Set in Africa, The Lion King centers Simba's journey into adulthood and responsibility. As prince of the Pride Lands, young Simba (JD McCrary) yearns to be just like his father Mufasa (James Earl Jones). Simba wants to become a strong ruler. However, his uncle Scar (Chiwetel Ejiofor) succeeds in taking seizing the throne through nefarious means. He also tricks young Simba into exile. Along the way, Simba meets Timon (Billy Eichner) and Pumba (Seth Rogan) who raise him into a capable lion. When his family and land is in peril, older Simba returns to protect his land and take his rightful place on the throne.
It Just Can't Wait To Be Modern
Favreau doesn't shy away from the source material but instead utilizes small changes that make it unique to a new audience. The photorealism of this animation is undoubtedly the biggest change. Close-up shots of animals' faces are perhaps the most shocking. The CGI is so detailed, you can see fur follicles move. Truly stunning, it pops on the big screen and grabs attention.
Another major difference can be found in the dialogue. Eichner and Rogan steal the show as Timon and Pumba. This duo creates moments that mix original content and revamped lines. This choice positions them, a bit, as fourth wall breakers, providing winks and nods to the 1994 film and the broader Disney universe. In one particular scene, a previously edited word in "Hakuna Matata" is said, followed by a tongue-in-cheek callback to the 1994 film. Both Eichner and Rogan play off each other well, and Eichner, in particular, has a surprising, yet satisfying singing voice.

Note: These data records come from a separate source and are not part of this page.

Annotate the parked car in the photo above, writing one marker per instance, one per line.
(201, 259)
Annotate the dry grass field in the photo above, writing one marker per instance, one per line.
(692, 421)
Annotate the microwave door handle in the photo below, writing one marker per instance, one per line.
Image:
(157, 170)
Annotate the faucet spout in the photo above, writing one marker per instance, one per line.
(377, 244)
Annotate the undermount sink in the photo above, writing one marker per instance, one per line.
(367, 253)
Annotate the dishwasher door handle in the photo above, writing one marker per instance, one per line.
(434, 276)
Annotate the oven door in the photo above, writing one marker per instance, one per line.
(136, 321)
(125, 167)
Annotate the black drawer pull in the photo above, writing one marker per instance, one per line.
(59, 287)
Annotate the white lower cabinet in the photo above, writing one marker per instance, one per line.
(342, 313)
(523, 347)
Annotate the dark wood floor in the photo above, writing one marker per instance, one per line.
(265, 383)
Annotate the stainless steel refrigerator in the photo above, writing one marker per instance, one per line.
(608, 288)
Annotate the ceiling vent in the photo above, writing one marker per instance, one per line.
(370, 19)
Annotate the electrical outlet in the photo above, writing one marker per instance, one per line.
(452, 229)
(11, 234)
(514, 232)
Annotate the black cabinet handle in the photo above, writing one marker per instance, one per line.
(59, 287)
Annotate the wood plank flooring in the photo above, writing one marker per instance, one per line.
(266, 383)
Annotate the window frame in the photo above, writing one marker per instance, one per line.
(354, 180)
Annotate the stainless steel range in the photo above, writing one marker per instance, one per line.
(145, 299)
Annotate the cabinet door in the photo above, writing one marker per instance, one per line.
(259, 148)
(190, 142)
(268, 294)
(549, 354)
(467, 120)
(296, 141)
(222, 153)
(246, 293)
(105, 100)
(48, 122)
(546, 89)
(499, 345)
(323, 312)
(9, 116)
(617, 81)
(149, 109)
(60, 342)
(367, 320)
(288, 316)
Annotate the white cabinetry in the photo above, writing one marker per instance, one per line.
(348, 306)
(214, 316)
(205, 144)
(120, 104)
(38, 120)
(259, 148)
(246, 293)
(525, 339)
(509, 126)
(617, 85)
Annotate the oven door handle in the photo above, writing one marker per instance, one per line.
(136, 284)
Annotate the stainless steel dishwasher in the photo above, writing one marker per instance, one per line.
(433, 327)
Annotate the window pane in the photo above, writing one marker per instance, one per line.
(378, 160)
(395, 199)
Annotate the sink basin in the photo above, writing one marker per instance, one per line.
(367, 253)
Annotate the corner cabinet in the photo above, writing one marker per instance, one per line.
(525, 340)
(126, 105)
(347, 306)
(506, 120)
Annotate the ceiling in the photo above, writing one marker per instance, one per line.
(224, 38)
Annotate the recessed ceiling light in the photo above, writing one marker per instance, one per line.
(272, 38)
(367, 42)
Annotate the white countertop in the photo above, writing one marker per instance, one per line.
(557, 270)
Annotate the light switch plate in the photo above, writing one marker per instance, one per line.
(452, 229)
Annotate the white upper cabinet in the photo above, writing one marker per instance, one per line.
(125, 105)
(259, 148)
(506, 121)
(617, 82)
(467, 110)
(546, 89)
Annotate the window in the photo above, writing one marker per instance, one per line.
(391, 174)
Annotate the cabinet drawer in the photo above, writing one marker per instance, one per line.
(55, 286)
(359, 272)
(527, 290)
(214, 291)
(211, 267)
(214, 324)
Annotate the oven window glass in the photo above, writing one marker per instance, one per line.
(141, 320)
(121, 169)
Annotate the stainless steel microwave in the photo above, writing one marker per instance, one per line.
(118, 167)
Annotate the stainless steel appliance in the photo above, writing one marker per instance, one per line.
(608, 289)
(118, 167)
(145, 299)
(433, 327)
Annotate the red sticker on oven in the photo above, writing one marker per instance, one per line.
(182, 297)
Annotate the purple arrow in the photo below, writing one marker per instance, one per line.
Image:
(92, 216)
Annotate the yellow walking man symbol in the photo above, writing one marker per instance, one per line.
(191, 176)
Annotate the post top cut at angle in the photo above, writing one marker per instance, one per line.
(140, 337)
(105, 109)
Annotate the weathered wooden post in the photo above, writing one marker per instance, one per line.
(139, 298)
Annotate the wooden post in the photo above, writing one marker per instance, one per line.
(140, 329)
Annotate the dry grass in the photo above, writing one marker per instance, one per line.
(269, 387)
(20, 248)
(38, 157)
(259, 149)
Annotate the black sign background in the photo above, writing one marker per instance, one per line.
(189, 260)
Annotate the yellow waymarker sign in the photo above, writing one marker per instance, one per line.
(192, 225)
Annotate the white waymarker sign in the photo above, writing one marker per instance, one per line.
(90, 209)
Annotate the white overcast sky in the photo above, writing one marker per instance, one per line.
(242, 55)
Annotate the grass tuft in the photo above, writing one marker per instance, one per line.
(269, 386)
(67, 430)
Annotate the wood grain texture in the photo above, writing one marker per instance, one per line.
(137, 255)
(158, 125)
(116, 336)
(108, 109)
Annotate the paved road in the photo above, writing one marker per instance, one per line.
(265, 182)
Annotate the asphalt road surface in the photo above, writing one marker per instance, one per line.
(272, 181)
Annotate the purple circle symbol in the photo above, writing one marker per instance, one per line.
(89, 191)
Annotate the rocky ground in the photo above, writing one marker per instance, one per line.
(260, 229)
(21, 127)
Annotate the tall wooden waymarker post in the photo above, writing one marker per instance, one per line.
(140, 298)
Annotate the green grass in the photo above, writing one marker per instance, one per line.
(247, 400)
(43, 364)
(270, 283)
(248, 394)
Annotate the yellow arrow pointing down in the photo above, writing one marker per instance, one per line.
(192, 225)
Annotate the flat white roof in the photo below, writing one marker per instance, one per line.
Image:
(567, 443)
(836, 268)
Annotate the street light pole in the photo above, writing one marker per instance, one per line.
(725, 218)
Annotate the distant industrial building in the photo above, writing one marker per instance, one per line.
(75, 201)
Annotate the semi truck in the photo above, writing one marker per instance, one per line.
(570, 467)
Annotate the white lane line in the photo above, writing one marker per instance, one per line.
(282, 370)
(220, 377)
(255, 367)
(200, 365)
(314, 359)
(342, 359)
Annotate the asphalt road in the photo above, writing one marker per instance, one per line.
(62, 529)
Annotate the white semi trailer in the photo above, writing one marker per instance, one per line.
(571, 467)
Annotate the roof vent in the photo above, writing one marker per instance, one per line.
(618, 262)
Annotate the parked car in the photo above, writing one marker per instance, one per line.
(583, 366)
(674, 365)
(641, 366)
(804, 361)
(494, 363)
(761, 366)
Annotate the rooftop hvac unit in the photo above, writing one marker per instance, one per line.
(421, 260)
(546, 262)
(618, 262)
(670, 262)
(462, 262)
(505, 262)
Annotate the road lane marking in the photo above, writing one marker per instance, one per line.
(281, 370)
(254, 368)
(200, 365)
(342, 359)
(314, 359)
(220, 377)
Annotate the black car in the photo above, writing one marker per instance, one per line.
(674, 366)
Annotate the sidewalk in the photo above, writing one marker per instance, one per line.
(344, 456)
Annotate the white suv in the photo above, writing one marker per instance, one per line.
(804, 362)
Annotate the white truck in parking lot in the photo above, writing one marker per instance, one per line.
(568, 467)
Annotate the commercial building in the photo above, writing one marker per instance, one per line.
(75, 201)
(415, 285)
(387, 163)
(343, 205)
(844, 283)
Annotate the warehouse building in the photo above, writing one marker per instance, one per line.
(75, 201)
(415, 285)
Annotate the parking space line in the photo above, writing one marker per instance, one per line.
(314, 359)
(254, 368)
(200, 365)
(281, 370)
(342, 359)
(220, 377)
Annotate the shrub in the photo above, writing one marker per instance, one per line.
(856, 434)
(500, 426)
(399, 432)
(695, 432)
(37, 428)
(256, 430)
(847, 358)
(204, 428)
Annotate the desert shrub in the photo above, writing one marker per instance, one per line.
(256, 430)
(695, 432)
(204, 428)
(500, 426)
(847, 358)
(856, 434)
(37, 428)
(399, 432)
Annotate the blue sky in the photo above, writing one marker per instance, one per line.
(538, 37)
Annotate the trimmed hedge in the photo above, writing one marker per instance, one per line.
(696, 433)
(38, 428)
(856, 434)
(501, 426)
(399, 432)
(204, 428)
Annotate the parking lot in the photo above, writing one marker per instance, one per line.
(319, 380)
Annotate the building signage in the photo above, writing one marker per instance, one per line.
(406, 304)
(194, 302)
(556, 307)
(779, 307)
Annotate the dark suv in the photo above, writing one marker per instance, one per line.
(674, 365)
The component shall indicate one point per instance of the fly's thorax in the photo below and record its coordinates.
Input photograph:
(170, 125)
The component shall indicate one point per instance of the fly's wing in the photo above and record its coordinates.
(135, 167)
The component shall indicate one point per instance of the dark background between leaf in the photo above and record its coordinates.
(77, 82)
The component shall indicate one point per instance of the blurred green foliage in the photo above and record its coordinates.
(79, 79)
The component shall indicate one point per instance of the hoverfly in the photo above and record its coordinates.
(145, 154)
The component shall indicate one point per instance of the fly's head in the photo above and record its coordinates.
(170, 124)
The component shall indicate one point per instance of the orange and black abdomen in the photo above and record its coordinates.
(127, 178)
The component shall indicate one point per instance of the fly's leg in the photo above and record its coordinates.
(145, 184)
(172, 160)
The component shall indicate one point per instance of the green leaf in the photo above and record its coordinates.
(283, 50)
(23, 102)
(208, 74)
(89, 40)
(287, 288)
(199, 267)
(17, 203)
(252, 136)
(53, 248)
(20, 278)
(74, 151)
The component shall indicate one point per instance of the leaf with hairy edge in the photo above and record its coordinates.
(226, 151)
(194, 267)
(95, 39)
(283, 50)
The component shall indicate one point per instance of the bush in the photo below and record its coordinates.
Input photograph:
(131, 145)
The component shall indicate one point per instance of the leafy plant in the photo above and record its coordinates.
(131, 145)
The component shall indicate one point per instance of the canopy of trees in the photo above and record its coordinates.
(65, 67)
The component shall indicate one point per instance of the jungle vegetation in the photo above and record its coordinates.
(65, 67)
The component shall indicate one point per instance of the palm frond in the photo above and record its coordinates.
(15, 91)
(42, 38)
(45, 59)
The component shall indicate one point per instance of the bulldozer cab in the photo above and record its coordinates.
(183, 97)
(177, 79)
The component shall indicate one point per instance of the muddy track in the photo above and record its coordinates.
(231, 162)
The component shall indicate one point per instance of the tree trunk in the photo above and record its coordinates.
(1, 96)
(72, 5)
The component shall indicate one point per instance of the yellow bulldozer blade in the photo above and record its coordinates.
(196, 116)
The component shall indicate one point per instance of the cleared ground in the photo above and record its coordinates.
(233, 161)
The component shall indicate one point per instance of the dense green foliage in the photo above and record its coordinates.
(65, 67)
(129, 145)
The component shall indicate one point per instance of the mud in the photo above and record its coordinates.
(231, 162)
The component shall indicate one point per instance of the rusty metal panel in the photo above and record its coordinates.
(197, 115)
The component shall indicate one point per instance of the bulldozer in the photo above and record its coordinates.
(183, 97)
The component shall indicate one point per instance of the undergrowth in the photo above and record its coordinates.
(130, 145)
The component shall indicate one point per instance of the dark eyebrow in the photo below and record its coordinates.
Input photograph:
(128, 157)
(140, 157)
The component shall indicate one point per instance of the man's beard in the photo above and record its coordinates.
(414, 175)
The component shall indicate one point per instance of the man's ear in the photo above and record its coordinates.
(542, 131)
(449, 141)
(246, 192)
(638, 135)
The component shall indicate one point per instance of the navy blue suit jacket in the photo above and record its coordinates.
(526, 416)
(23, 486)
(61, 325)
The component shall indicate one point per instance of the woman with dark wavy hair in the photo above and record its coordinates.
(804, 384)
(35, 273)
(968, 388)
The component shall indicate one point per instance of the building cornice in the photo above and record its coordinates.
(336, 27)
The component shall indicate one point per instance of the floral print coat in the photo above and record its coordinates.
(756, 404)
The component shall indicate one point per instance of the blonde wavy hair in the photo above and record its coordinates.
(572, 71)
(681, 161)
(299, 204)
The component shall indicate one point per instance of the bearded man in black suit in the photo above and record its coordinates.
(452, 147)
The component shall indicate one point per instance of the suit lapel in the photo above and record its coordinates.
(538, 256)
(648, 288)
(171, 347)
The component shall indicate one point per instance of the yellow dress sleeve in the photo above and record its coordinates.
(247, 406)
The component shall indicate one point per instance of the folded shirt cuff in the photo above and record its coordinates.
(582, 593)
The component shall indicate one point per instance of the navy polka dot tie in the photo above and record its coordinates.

But You Can't Always Feel The Love
The voice acting and singing in this film is incredible overall. Unfortunately, it's not used to its maximum potential because of the photorealism animation. The lions look so realistic, it would make the NatGeo staff applaud. And there lies a big limitation - real lions cannot emote. The 1994 film had the ability to drive emotional beats because the 2D animation didn't hold them to standards of realism. The lack of emotion in this live-action becomes apparent in the pivotal stampede scene. When Simba approaches a deceased Mufasa to "wake him up," we don't get the gut-wrenching tears we got in the 2D film. It transforms the scene from one where you're participating in Simba's grief to only observing it. The lion's faces are unable to match the range of the actors' voices, making this and other dramatic scenes fall flat.
Despite this, The Lion King makes for an enjoyable watch. It has all the beats from the original film that nostalgic fans will love while modernizing for a new generation. But you can't help feel the live-action version feels like a skin of what the original is - succeeding in hitting the right notes but lacking the soul needed to propel it to greatness.